ICOM 5995
Performance Instrumentation and
Visualization for High Performance Computer Systems
Department of Electrical & Computer Engineering
University of Puerto Rico – Mayaguez
Fall 2002
Lecture 3: September 18, 2002
Announcements:
· Please check that your name appears in the official list of students of ICOM 5995
· Attendance is a must. The attendance report to the university was already generated.
Topics:
Overview of parallel and distributed systems
System architectures
Parallel and Distributed Systems: Architectures
The computing power requirements for
scientific applications have led to the development of different approaches for
meeting the demands of processing speed, memory size and speed, and data
input/output rates. Increases in performance have come from several advances.
Some of these advances include:
Goal: To get as many operations in the processor per clock cycle.
How: several operations at the same time in the processor.

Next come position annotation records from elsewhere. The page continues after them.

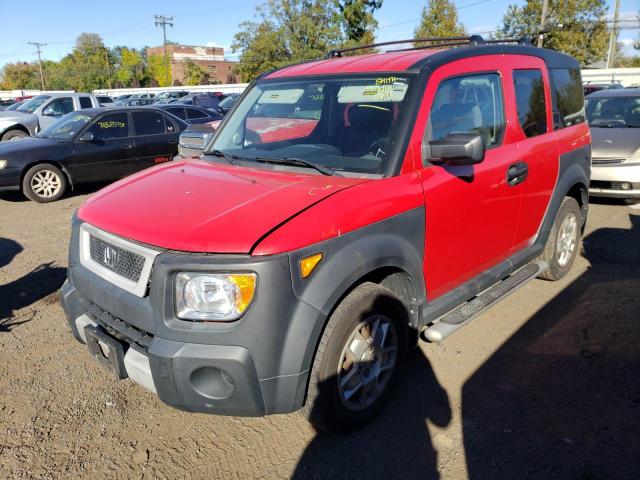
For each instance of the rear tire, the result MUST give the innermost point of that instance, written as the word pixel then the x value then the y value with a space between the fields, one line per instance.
pixel 14 135
pixel 44 183
pixel 564 241
pixel 353 375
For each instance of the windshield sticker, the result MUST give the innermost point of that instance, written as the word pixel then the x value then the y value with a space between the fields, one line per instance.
pixel 288 96
pixel 384 92
pixel 111 124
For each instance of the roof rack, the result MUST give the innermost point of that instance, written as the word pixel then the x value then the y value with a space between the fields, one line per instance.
pixel 433 42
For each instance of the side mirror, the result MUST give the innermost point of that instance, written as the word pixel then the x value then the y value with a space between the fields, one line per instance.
pixel 456 149
pixel 86 137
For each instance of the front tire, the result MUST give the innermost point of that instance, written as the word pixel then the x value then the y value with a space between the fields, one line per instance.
pixel 44 183
pixel 563 243
pixel 358 359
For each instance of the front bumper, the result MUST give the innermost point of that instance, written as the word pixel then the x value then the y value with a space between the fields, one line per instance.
pixel 254 366
pixel 618 180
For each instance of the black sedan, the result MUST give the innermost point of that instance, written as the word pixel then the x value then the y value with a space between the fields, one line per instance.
pixel 190 114
pixel 88 146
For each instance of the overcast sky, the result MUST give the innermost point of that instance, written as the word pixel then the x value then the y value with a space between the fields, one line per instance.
pixel 202 22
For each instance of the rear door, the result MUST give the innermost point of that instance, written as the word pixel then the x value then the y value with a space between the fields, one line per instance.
pixel 471 211
pixel 156 138
pixel 111 152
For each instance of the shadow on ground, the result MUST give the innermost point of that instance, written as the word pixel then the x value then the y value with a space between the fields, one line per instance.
pixel 396 444
pixel 35 285
pixel 561 397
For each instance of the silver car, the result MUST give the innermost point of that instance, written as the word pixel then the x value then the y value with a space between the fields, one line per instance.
pixel 614 119
pixel 39 112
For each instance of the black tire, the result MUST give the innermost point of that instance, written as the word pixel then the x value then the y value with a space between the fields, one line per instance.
pixel 30 186
pixel 325 407
pixel 14 135
pixel 557 268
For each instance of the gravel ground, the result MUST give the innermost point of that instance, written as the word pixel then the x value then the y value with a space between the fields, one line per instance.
pixel 545 385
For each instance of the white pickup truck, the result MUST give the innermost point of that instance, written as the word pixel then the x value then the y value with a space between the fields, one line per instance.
pixel 41 111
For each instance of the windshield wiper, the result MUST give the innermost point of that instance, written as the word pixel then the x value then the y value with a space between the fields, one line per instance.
pixel 298 162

This leads to different approaches in architecture
Classes of processors:
· Superscalar
· Superpipeline
· Long Instruction Word
Superscalar Processor
Many units in the processor working at the same time. The compiler supports an instruction mix to generate independent instructions to keep the units busy.
Superpipelined Processors
Divide stages in the design of the units in the processor into less complicated stages working together. This increases the overall speed of the pipeline and therefore we can have higher clock speeds. Higher throughput.
Long Instruction Word
Each instruction is two or more regular instructions joined together into a single long instruction word. The instruction word is composed of simpler instructions which are executed simultaneously. Processor relies on the compiler to generate these instructions. The term VLIW stands for Very Long Instruction Word machines. There might be several floating point, integer, branch, and memory operations initiated each clock cycle. In the VLIW architecture, multiple functional units are exercised by the instructions on each cycle.
Other Advanced Features:
Branch Prediction: Avoid the penalty of filling the pipeline and flushing the pipeline when a conditional branch is encountered. Several schemes to predict which one of the alternatives in a branch decision is made. One approach is to see where has the processor gone in the past and predict future based on this.
Parallel Architectures
Scalable parallel processors (SPP) are also used to meet performance demands. SPPs are hundreds or thousands of state-of-the-art interconnected processors. The goal of SPPs is to obtain fast computers through highly parallel designs and substantial parallelism within the processor. Issues to consider when designing SPPs are whether to use Single-Instruction Multiple-Data (SIMD), Multiple-Instruction Multiple-Data (MIMD), and Very Long Instruction Word (VLIW). In the SIMD architecture, the same instruction is executed on multiple processors at the same time. In MIMD, different instructions and data are operated on by each processor. The real challenge in SPPs is how to perform at the potential the system has. Some of the challenges include decisions on the interconnection hardware, memory system design, compilers, and algorithm design.
In high-performance systems, efficient memory
access schemes are needed. Multiple levels caches are used to speed up data and
instruction access. Instruction reordering and data prefetching are used to
avoid latency caused by slow memories. This causes compilers to be left with
the task of generating efficient codes to take advantage of the hardware.
Memory access in shared memory systems has to incorporate cache coherence
mechanisms to avoid the access of non-valid data from cache.
Metacomputing is another approach to obtain
high-performance systems, also called GRID COMPUTING. The idea behind
metacomputing is to obtain a highly powerful distributed system composed of
physically distributed computers to obtain the best resources available to
jointly solve a problem. The system should be transparent to the users who will
concentrate on the solution of their respective problems and not on the
computational requirements of the problem. There are several issues in the
development of such a global computing platform, such as software
compatibility, high-performance networks, security, and user-friendly
interfaces. Metacomputing involves the interconnection of high-performance
networks, implementing a distributed file system, coordinating user access to
different computational structures, and making the environment easy-to-use and
transparent to the user.
Ethernet is used as local-area network
connection for networks of workstation (NOW) architectures. In a network of
workstations, each node of the system is a workstation that collaborates with
others via message-passing.
Plan
Kennie’s manual
General Instructions for ICOM 5995 Course
-----------------------------------------
* LAM Hosts
There are a total of 8 lam hosts (clients). This are: aramana, netlab02, albizu, netlab04, yuisa, netlab03, bayrex, betances. There is no particular order.
* Generate SSH keys
To be able to work with the system you will need to generate SSH authentication keys, so the remote node will let you execute something without an interactive login.
1. ssh-keygen -t rsa
> acepte los defaults
> no coloque un passphrase
2. cat $HOME/.ssh/id_rsa.pub >> $HOME/.ssh/authorized_keys
3. log to every node of the lam topology
After this you can know play with lam.